As an example, let’s try to read the book “Pride and Prejudice” by Jane Austen. The book can be downloaded for free from the web site of the Gutenberg Project. Format can be HTML, pdf, or epub. We chose epub, but thanks to the new Tika nodes we could have downloaded the book in pdf or HTML format. We could read all of them easily.
Indeed, the document format supported by the Tika library is endless, as you can see by the size of the curoser in the Exclude frame of the configuration dialog of the Tika Parser node we used to read the downloaded epub document of the book “Pride and Prejudice”. Supported formats include: epub, pdf, docx, pptx, fit, html, iboks, jar, midi, mime, mp3, mp4, odc, p7*, png, tiff, and many many more.
Figure 1. Configuration Window of the Tika Parser node. Notice the long list of supported formats in the Exclude frame.
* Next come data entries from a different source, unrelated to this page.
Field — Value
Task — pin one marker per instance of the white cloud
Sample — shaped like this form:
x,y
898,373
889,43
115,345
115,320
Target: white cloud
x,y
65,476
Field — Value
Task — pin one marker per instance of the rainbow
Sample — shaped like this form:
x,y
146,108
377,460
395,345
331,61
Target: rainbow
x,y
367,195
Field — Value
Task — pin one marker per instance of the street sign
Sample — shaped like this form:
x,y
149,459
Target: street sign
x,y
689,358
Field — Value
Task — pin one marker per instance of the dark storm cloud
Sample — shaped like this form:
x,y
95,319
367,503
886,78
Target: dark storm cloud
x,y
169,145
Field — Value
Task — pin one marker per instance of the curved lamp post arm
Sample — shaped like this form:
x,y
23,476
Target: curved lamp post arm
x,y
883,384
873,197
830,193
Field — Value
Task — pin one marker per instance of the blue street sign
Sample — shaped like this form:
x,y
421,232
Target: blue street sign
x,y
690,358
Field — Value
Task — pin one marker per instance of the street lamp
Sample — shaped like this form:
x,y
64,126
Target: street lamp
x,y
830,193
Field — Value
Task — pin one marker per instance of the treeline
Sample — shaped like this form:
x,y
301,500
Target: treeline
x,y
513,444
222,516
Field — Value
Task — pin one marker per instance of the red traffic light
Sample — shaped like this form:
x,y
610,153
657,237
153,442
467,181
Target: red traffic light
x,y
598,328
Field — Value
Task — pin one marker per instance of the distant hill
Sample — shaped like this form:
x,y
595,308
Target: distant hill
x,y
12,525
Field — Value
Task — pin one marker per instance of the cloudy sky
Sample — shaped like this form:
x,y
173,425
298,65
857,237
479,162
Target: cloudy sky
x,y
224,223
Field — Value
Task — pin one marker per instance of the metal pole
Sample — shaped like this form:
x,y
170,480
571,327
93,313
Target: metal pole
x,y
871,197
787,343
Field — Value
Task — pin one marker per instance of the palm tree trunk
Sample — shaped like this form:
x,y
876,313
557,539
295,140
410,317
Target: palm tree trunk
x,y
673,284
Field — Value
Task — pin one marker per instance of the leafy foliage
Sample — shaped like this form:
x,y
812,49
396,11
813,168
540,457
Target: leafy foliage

We chose to read the epub format.
The resulting word cloud is displayed in figure 2, where you can see Elizabeth at the center as it probably should be for the main book’s character.
The workflow used to import the book document and to build the word cloud is displayed in figure 3.
Figure 2. Word cloud built on the book “Pride and Prejudice” by Jane Austen. Notice the central position of the main character.
Figure 3. KNIME workflow to create the word cloud from the book “Pride and Prejudice”. Notice the Tika Parser node at the beginning to read the epub document.